With Good Documentation:

  • Anyone can understand how the system works
  • Troubleshooting is faster
  • Onboarding is easier
  • Changes can be made safely
  • You own your system, not just your code

Types of Documentation

User Documentation

Who it's for: The people using the software daily

What it includes:

  • How to do common tasks
  • Step-by-step workflows
  • Screenshots and examples
  • FAQ and troubleshooting

Format: Usually a help section in the app, PDF guides, or a knowledge base

Why it matters: Users shouldn't need to call you every time they forget how to do something

Technical Documentation

Who it's for: Developers who will maintain or modify the system

What it includes:

  • System architecture (how components connect)
  • Database schema (what data exists and how it's organized)
  • API documentation (how to interact with the system programmatically)
  • Code comments and conventions
  • Deployment procedures

Format: README files, architecture diagrams, API docs

Why it matters: The next developer (or your future self) needs to understand the system without reverse-engineering everything

Administrator Documentation

Who it's for: IT staff or admins managing the system

What it includes:

  • Server configuration
  • Backup procedures
  • Monitoring and alerts
  • User management
  • Security practices

Format: Runbooks, procedure documents

Why it matters: Keeping the system healthy shouldn't require guessing

API Documentation

Who it's for: Developers building integrations

What it includes:

  • Available endpoints
  • Authentication methods
  • Request/response formats
  • Error codes
  • Examples

Format: Interactive documentation (Swagger/OpenAPI), reference guides

Why it matters: If other systems need to talk to yours, they need to know how

What to Expect From Your Developer

At Minimum:

  • User guide covering main workflows
  • Technical overview of architecture
  • Database schema documented
  • Deployment instructions (how to get it running)
  • Admin guide for routine management

For Larger Projects:

  • Comprehensive API documentation
  • Training materials
  • Video walkthroughs
  • Architecture decision records
  • Troubleshooting guides

When Receiving Code:

Every project handoff should include a README with:

  • What the project is
  • How to set it up locally
  • How to deploy it
  • Key configuration options
  • Contact info for questions

Signs of Good Documentation

✅ Written in plain language (not just jargon) ✅ Includes visual aids (screenshots, diagrams) ✅ Covers "why" not just "what" ✅ Maintained as the system changes ✅ Easy to find and navigate

Red Flags

🚩 "It's all in the code" (code is not documentation) 🚩 Documentation written after the fact by someone who didn't build it 🚩 No documentation included in project scope 🚩 "We'll document it later" (they won't) 🚩 Documentation that doesn't match current system

The Cost of Documentation

Good documentation adds 10-20% to project cost.

It's worth it.

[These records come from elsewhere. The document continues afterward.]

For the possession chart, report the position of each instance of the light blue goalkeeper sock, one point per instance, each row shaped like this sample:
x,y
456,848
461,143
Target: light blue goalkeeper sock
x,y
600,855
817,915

The alternative:

  • More support requests
  • Longer troubleshooting
  • Higher turnover cost
  • Increased dependency on original developers
  • More expensive future changes

Your Responsibilities

Documentation isn't just on developers:

  1. Read it. Sounds obvious, but many clients never look at documentation.
  2. Test it. Can you follow the user guide and do the task?
  3. Request updates. When processes change, documentation should change.
  4. Store it. Documentation that no one can find is useless.

Questions to Ask

Before project starts:

  1. "What documentation is included?" (Should be explicit)
  2. "Who will write it?" (Developer? Technical writer?)
  3. "When is it delivered?" (Before final handoff)
  4. "How will it be maintained?" (Part of ongoing support?)

At project end:

  1. "Where is all the documentation?" (Central location)
  2. "Can you walk me through it?" (Verify it exists and makes sense)
  3. "What's missing?" (Honest assessment)

The Bottom Line

Documentation is part of the deliverable, not an afterthought.

A system without documentation is a system that only the original developers understand. That's not ownership — that's dependency.

Budget for it. Require it. Review it.